Os crimes cometidos pelos militares não poderiam, portanto,
ser interpretados como crimes conexos aos crimes políticos,
o que seria um paradoxo do ponto de vista da definição
criada pelos próprios militares". O paradoxo prevaleceu
e a impunidade foi mantida.
Legislação atual
A lei promulgada no final de 1995 reconhece a responsabilidade
do Estado pelos desaparecimentos e mortes ocorridas, entre 2 de
setembro de 1961 e 15 de agosto de 1979, em dependências
policiais ou assemelhadas. Além disso, também estabelece
a indenização dos parentes e cônjuges das
vítimas da repressão. Para a aplicação
da lei foi instituída, ainda em 1995, uma Comissão
Especial - formada por membros do governo, representantes dos
familiares dos mortos e dos militares -, incumbida da investigação
sobre restos mortais e da análise de pedidos de indenização.

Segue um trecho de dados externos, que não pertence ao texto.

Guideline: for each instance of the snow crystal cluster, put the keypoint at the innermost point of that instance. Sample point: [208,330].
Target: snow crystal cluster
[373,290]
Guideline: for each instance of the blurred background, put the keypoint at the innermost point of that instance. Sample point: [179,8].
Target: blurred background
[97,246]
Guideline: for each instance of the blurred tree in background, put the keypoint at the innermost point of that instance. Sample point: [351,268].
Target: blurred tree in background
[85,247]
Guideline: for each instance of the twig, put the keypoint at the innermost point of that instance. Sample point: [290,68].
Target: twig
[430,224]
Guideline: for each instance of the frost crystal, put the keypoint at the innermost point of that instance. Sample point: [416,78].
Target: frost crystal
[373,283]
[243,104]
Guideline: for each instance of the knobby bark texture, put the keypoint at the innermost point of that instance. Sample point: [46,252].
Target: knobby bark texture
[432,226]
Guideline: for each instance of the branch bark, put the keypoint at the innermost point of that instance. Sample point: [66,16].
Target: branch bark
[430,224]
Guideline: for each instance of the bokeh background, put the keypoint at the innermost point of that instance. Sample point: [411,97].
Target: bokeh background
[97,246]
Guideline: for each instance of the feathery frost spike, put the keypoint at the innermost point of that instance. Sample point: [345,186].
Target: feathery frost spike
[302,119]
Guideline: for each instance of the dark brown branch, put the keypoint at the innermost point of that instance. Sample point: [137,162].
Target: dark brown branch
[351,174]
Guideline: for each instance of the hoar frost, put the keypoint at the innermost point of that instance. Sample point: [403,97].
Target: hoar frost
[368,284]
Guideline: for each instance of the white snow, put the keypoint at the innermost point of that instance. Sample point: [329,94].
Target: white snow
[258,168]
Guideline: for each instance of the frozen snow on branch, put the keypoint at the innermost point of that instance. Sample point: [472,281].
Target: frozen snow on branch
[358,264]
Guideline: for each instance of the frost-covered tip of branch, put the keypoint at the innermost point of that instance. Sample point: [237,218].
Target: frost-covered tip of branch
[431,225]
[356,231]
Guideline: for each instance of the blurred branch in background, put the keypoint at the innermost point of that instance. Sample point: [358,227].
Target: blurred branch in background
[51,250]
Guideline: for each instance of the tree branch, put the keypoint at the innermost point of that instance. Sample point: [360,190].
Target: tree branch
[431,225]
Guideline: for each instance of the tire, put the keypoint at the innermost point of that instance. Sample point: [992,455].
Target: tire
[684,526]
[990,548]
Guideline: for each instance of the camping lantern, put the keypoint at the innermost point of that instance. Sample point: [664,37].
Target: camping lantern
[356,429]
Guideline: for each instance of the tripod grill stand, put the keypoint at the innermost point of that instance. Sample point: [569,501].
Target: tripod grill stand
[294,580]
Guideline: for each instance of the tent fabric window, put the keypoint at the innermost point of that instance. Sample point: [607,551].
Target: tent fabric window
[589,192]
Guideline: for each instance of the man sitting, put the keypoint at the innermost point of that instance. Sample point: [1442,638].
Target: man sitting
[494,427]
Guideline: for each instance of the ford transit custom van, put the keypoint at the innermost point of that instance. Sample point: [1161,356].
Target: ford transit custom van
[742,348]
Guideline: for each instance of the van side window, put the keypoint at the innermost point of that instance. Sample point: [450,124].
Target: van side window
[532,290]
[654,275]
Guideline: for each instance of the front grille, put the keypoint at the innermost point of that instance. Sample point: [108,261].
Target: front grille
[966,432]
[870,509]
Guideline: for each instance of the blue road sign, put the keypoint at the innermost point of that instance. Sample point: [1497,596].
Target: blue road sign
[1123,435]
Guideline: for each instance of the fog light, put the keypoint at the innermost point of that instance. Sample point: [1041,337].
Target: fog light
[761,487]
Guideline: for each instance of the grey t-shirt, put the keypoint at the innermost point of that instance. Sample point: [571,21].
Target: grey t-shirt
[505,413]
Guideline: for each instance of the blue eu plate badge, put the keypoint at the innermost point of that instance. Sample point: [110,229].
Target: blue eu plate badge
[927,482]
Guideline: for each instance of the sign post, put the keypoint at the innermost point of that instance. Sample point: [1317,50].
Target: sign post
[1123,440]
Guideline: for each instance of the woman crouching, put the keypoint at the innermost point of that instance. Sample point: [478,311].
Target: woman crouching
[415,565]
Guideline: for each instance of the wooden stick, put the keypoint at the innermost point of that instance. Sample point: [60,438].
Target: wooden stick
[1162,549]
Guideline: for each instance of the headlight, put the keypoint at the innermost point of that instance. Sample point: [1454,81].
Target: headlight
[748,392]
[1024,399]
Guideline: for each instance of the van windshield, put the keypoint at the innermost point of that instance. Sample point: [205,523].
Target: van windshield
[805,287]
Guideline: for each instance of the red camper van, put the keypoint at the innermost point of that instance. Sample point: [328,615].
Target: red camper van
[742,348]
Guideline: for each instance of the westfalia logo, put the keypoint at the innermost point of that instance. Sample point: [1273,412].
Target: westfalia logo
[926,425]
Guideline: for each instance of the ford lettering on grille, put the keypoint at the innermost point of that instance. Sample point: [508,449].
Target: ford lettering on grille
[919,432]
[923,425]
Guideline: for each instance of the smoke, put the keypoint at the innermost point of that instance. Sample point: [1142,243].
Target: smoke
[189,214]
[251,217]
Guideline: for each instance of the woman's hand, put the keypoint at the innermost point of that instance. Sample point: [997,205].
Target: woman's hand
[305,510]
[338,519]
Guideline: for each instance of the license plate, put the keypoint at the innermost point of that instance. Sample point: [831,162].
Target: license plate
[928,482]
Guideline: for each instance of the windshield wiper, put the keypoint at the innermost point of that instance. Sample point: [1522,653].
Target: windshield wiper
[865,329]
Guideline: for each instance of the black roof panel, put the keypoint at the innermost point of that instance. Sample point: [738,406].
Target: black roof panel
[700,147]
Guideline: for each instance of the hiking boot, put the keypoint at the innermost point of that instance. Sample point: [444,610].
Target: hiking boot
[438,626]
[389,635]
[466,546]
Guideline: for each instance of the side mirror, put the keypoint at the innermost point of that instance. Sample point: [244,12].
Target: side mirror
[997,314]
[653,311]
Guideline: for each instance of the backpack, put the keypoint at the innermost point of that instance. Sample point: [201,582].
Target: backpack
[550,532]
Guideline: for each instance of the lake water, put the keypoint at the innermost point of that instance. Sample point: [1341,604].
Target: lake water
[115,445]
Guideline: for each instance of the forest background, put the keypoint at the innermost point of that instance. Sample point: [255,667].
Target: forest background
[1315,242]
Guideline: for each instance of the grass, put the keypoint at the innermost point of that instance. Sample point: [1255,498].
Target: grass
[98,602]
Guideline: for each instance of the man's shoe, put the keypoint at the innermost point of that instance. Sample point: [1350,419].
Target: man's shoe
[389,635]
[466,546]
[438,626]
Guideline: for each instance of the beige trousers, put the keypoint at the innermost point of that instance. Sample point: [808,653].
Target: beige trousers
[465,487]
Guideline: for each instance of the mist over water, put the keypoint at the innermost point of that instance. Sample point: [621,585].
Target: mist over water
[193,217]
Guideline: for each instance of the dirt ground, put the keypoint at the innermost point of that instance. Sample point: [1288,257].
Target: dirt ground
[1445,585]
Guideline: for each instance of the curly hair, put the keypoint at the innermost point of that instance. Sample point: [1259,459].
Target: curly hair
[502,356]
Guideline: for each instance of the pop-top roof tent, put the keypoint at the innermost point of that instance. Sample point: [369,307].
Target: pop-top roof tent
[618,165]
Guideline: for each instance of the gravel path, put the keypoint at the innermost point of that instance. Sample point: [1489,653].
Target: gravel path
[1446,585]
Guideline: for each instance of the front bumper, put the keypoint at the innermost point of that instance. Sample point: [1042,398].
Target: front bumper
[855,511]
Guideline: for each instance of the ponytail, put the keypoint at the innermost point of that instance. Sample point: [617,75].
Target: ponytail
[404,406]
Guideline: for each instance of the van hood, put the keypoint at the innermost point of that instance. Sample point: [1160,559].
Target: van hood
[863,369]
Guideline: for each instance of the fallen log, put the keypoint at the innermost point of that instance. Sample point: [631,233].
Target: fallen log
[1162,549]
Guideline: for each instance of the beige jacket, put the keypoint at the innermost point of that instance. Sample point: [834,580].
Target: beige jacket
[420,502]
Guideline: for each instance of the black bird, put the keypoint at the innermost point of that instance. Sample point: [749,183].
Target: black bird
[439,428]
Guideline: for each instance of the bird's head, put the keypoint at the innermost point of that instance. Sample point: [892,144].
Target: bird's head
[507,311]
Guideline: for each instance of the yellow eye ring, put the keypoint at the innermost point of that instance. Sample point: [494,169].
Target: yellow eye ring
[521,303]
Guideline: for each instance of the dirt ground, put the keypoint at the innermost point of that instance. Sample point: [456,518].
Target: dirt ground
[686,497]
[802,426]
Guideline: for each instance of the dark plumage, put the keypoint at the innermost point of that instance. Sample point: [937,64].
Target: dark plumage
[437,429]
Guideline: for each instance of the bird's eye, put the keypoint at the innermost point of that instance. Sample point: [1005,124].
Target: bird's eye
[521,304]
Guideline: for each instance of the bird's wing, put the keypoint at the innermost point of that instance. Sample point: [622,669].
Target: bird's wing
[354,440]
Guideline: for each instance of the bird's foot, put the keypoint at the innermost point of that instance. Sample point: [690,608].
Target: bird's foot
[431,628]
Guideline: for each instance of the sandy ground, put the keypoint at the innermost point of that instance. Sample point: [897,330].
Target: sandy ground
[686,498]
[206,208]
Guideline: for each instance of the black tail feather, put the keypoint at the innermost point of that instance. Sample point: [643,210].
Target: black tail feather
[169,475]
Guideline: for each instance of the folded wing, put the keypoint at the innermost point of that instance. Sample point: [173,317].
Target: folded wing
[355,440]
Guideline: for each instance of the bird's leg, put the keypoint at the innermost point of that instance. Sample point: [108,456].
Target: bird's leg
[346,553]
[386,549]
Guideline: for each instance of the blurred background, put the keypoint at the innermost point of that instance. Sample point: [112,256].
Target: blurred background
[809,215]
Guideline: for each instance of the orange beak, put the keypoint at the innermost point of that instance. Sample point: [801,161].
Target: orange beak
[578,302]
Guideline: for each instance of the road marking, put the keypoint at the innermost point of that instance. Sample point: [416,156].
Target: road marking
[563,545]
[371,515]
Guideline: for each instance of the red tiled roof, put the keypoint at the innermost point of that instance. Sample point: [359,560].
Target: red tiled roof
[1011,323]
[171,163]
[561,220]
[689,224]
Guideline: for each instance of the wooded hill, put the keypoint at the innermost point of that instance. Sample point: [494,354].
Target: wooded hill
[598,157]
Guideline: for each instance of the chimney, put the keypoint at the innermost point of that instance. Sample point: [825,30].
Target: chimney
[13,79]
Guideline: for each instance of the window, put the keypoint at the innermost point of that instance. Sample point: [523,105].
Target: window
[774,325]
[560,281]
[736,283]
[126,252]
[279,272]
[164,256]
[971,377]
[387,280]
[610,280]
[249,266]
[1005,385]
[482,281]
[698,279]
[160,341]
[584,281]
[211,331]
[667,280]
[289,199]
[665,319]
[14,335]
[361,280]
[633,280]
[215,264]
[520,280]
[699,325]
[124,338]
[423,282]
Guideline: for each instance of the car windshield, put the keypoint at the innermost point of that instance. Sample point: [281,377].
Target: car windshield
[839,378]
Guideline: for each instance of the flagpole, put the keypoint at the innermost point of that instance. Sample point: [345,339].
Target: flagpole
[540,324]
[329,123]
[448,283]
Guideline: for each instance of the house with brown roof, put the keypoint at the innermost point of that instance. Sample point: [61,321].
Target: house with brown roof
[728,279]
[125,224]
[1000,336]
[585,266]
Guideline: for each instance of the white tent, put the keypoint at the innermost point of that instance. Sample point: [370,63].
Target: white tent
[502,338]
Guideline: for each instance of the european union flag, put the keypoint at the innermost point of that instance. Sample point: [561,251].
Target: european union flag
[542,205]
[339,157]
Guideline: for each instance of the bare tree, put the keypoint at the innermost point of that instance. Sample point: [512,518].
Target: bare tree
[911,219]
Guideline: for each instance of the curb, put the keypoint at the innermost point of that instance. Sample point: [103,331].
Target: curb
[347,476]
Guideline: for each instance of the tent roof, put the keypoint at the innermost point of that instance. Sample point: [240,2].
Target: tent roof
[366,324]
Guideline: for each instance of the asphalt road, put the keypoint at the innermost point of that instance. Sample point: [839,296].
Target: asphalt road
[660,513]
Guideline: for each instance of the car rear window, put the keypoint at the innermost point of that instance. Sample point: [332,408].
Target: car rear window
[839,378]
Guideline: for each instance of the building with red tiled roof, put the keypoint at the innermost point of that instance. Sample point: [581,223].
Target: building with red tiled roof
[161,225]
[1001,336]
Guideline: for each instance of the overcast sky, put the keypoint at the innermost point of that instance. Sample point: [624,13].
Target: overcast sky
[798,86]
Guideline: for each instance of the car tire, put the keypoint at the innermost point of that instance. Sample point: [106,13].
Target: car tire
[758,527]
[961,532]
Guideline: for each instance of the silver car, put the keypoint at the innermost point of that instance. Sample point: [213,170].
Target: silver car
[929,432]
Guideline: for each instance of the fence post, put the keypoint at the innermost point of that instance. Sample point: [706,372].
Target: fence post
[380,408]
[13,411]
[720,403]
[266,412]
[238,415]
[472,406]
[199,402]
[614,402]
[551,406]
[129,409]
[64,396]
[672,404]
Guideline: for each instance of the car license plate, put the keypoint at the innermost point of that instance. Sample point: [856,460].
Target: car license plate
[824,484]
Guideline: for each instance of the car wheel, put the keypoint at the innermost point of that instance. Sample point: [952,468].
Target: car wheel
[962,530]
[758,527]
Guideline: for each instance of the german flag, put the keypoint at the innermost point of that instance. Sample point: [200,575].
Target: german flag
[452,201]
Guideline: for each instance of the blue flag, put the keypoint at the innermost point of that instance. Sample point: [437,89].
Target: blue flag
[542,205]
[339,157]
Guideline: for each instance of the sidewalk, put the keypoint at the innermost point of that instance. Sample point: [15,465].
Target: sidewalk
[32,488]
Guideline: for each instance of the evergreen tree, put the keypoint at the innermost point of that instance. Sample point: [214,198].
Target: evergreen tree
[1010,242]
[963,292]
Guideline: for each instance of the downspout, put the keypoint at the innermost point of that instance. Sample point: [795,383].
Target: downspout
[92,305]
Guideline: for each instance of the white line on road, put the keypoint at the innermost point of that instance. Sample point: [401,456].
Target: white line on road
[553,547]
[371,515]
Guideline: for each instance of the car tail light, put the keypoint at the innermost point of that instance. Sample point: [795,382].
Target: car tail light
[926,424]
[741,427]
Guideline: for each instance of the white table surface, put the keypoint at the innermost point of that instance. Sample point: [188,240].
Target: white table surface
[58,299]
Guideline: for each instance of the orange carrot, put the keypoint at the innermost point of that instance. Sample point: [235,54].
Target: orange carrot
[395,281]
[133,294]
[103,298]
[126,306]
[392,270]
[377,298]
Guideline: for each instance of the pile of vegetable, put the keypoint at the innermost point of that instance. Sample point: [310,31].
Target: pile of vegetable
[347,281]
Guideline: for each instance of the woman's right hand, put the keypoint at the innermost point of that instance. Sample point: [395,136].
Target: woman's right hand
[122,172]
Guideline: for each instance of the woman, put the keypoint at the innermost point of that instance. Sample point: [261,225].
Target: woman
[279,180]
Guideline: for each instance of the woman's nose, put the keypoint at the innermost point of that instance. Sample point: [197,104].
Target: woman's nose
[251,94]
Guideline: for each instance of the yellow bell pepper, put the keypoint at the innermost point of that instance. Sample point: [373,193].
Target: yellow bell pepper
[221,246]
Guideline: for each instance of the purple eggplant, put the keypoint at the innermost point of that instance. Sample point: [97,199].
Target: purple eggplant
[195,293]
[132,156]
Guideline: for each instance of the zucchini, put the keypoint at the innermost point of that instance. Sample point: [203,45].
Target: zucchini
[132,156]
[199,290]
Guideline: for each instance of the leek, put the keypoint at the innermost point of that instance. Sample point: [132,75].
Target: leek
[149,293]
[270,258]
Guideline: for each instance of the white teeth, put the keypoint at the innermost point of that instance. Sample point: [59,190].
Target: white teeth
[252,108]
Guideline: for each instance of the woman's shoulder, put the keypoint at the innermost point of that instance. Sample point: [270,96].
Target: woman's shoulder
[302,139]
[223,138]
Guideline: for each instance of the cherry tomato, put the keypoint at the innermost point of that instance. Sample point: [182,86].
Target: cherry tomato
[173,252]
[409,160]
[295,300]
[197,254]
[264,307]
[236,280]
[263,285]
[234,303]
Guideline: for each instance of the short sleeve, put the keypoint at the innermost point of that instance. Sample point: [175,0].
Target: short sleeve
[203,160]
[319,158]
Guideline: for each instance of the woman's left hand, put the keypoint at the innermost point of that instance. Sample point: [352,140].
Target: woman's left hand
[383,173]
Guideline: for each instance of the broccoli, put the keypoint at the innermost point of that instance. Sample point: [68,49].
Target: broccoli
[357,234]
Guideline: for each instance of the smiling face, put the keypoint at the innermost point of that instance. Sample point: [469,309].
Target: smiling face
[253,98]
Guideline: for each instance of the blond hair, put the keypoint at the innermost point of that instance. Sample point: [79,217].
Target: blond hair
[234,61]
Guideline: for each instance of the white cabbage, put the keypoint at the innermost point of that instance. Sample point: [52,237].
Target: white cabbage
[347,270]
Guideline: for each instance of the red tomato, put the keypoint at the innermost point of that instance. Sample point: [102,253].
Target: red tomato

Em 2002, o prazo de amplitude da lei foi estendido para 5 de outubro
de 1988, e, em 2004, uma outra alteração na legislação
foi feita com o intuito de contemplar as pessoas que cometeram
suicídios forçados e que faleceram em confrontos
policiais.
As críticas em relação à legislação
- que não prevê nenhuma possibilidade de julgamento
ou punição dos militares envolvidos com a repressão
- se dissiparam na medida em que algumas reivindicações
dos grupos de direitos humanos e de familiares de mortos e desaparecidos
políticos foram atendidas tais como a criação
da Comissão Especial e a adoção integral
da lista de mortos, elaborada pela Comissão Nacional de
Desaparecidos Políticos (CONADEP). Segundo Prado, o atendimento
destas demandas, pelo Estado, resultou no estabelecimento de um
pacto entre governo e movimentos sociais e na consolidação
de um consenso em torno da política reparatória
implementada.
A conseqüência deste consenso, para a pesquisadora,
é que a idéia de reparação fica restrita
à indenização parecendo, assim, que a questão
está resolvida: "Outras possibilidades como a busca
da punição dos militares através de tratados
internacionais ratificados pelo Brasil tais como a Comissão
e a Corte Interamericana de Proteção dos Direitos
Humanos ficam em segundo plano", ressalta. Revelações
sobre as circunstâncias em que as violações
ocorreram, assim como os nomes dos agentes envolvidos nestas práticas
também estão sendo 'esquecidos'. "A legislação
reparatória atual aceita e mantém a interpretação
que foi dada pelo governo militar à Lei de Anistia: os
militares permanecem impunes", conclui a pesquisadora.
A dissertação de mestrado intitulada Estado democrático
e políticas de reparação no Brasil: torturas,
desaparecimentos e mortes no regime militar foi defendida
por Larissa Brisola Brito Prado, no último dia 13, no Instituto
de Filosofia e Ciências Humanas, da Unicamp.